How Old Is the Norse Creation Myth?
Determining the exact age of the Norse creation myth is challenging due to its origins in oral tradition. The stories were passed down through generations before being written down, and much of the timeline remains speculation based on archeological finds and historical context.
However, the Norse myths, including the creation story, were likely shaped during the Viking Age, from the late 8th to the early 11th century. This era was marked by extensive Norse exploration and settlement across Europe, which likely influenced and enriched their mythological tradition.
The myths may have older roots extending back into the Germanic Iron Age or even the Bronze Age, meaning they could be more than 2000 years old. This is supported by the fact that certain elements in Norse mythology, such as the cosmological tree Yggdrasil, are also found in other Indo-European mythologies, suggesting a common ancestral origin.
Yet, the first written accounts of these myths appeared in the 13th century. The primary sources are the Prose Edda, written by Snorri Sturluson, and the Poetic Edda, an anonymous compilation of older poetry. They were written during a time when the Norse had largely converted to Christianity, and their ancient myths were no longer part of an active religious belief system.
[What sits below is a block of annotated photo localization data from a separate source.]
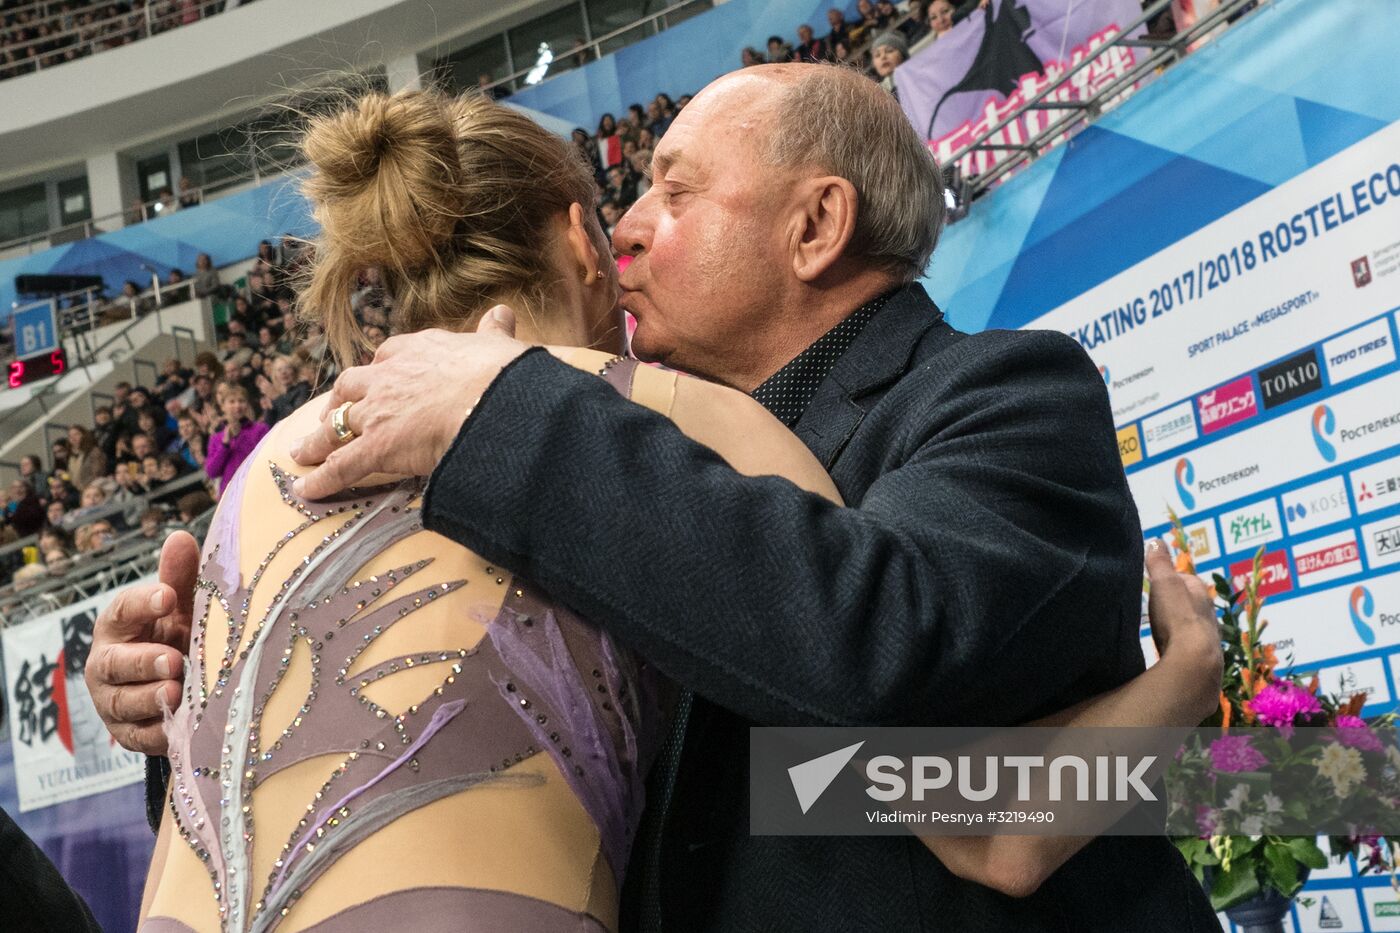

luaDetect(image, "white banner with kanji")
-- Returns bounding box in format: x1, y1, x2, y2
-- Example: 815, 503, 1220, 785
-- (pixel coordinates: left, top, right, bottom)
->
3, 590, 147, 811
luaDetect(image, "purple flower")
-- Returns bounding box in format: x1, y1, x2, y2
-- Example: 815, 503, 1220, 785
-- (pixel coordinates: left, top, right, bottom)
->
1195, 805, 1218, 838
1209, 734, 1268, 773
1333, 715, 1384, 752
1249, 682, 1322, 731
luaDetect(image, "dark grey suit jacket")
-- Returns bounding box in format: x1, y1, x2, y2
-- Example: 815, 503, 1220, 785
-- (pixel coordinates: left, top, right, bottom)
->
420, 283, 1219, 931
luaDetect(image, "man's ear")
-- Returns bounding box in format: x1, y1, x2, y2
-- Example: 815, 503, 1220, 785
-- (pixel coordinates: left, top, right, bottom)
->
791, 176, 858, 283
566, 203, 603, 280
The Norse creation myth is at least as old as the Viking Age, making it over a thousand years old, but its origins may date back even further, possibly over two millennia. But the written versions we have today were created in the 13th century, about 800 years ago. Regardless of its exact age, the Norse creation myth continues to captivate audiences with its evocative imagery and profound reflection of the Norse worldview.
Final Thoughts: Norse Mythology Timeline
Creating a precise timeline for Norse mythology is challenging due to its oral tradition and the lack of written records until the 13th century. Nevertheless, the various myths and legends allow us to create a broad chronology of significant events in the cosmos’ creation and eventual end, known as Ragnarok.
- The Beginning: Everything begins with Ginnungagap, a vast chasm, with Muspelheim (the land of fire) and Niflheim (the land of ice) on either side. The interaction of these two realms gives rise to the first living being, Ymir, and the cosmic cow, Audhumla.
- Creation of the Æsir: As Audhumla licks the ice blocks, Buri emerges, who later fathers Bor. Bor and Bestla have three sons: Odin, Vili, and Ve, known as the Æsir gods.
- Shaping of the Universe: The Æsir gods kill Ymir, using his body to create the cosmos. They make the nine realms and link them via the cosmic tree, Yggdrasil.
- Creation of Humanity: Odin, Vili, and Ve find two tree trunks and transform them into the first man and woman, Ask and Embla.
- The Age of the Gods and Heroes: This period comprises various myths, including the Æsir-Vanir war, the creation of Thor’s hammer, and the adventures of the gods.
- Ragnarok: This marks the end of the gods, where major deities like Odin, Thor, and Loki die in a great battle. Afterward, a new world rises from the sea, and life begins anew, marking a cyclical understanding of time and existence in Norse mythology.
Conclusion: A Living Mythology
The Viking creation myth showcases a deeply interconnected universe characterized by dualities and cycles of creation and destruction. The Vikings didn’t see these stories as mere folklore but as living mythology – reflections of their world and the forces they saw at work around them.
Though the age of the Vikings has passed, their creation stories continue to captivate and inspire, revealing fascinating insights into the human desire to comprehend our origins and place in the cosmos. These myths remind us of storytelling’s profound role in shaping our understanding of the world.